Apa tanggapan orang yang baru saja berdoa? “Mari kita pergi ke tempat lain untuk memberitakan warta pembebasan, karena untuk itulah aku datang.”

Kelak, Petrus ini jadi representasi murid yang dihardik gurunya karena cara pikirnya tak juga beranjak dari cara pikir popularitas, hukum rimba, dan sejenisnya. Ini jelas berseberangan dengan cara pikir gurunya yang senantiasa cari cara untuk memerdekakan orang supaya bisa jadi manusia utuh.

Kalau kita tarik ke belakang cerita sebelumnya, kita dapati pola warta pembebasan itu. Yang tadinya sakit, lantas disentuh dia yang berdoa itu, dan terjadi transformasi: Yang semula membutuhkan perhatian, lalu malah memperhatikan; yang semula butuh dilayani, lantas malah melayani; yang semula tak bisa bergerak, lalu jadi bebas bergerak.
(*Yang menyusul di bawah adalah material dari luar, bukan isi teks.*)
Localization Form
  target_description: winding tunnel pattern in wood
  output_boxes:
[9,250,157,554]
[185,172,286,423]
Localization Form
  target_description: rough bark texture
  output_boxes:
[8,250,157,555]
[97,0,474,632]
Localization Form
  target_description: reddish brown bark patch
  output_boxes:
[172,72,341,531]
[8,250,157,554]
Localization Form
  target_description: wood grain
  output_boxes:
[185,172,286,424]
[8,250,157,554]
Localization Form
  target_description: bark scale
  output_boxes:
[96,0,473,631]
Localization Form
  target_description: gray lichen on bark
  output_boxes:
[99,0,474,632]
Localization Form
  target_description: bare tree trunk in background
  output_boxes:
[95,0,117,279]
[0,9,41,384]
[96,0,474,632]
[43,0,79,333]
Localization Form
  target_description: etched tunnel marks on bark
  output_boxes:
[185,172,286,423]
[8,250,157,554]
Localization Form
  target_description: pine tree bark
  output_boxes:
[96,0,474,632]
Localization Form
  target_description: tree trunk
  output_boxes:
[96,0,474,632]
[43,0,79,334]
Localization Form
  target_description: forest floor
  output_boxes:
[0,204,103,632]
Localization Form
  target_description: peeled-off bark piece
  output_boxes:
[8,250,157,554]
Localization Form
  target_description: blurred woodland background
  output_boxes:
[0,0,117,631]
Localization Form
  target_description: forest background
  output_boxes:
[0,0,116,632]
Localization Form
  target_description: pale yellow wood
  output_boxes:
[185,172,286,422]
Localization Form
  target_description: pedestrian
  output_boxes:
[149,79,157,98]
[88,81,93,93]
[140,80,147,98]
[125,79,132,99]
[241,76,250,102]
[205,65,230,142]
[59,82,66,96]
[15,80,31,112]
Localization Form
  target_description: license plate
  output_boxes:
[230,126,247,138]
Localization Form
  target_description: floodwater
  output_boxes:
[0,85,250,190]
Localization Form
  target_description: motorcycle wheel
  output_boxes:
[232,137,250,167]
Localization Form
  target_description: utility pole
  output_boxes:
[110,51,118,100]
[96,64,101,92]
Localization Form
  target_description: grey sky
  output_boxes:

Persis itulah kiranya doa yang disodorkan Yesus: membuat orang mampu melihat sebagaimana kiranya Allah melihat hidup ini. Bukankah begitu maksudnya prinsip tauhid? Bukankah itu yang dimaksud Yesus sebagai Kerajaan Allah?

Supaya mata orang sinkron dengan mata Allah sendiri; orang berdoa. Ritual bisa membantu doa, asal tidak jatuh sebagai ritualisme. Tapi ya begitulah nasib manusia: lebih mudah jatuh dalam ritualisme. Tak mengherankan, bantuan sosial pun bisa jadi ritual politik, dan tak pernah bisa meningkatkan kesejahteraan rakyat. Mungkin begitu juga jika Petruk jadi ratu.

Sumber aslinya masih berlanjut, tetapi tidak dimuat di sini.